Wednesday, October 30, 2013

Apache Oozie - Part 13: Oozie SSH Action


1.0. What's covered in the blog?

1. Documentation on the Oozie SSH action
2. Sample oozie workflow application that demonstrates the SSH action - SSH to a specific node, as a specified user, and executes a local shell script that loads a local file to HDFS.
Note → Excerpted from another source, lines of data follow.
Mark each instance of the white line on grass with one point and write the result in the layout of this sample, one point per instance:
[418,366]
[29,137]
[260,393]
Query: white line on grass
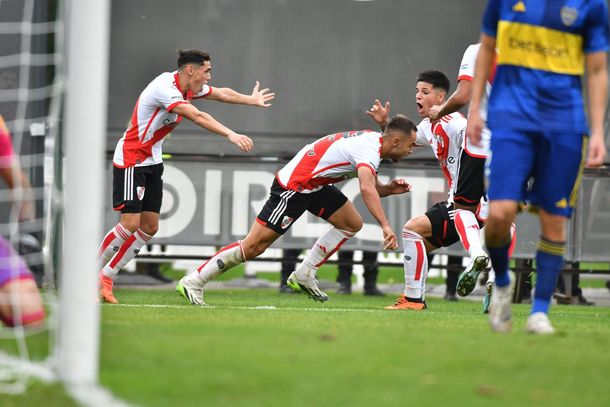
[238,307]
It was tricky getting this action working - and the solution is not something covered in the Apache documentation.  Issues and resolution are documented below.  

Version:
Oozie 3.3.0

Related blogs:
Blog 1: Oozie workflow - hdfs and email actions
Blog 2: Oozie workflow - hdfs, email and hive actions
Blog 3: Oozie workflow - sqoop action (Hive-mysql; sqoop export)
Blog 4: Oozie workflow - java map-reduce (new API) action
Blog 5: Oozie workflow - streaming map-reduce (python) action 
Blog 6: Oozie workflow - java main action
Blog 7: Oozie workflow - Pig action
Blog 8: Oozie sub-workflow
Blog 9a: Oozie coordinator job - time-triggered sub-workflow, fork-join control and decision control
Blog 9b: Oozie coordinator jobs - file triggered 
Blog 9c: Oozie coordinator jobs - dataset availability triggered
Blog 10: Oozie bundle jobs
Blog 11: Oozie Java API for interfacing with oozie workflows
Blog 12: Oozie workflow - shell action +passing output from one action to another
Blog 13: Oozie workflow - SSH action


2.0. Documentation on the Oozie SSH Action


Apache documentation is available at - http://oozie.apache.org/docs/3.3.0/WorkflowFunctionalSpec.html#a3.2.5_Ssh_Action

Note: The functionality was going to be eventually removed but later decided that it would remain.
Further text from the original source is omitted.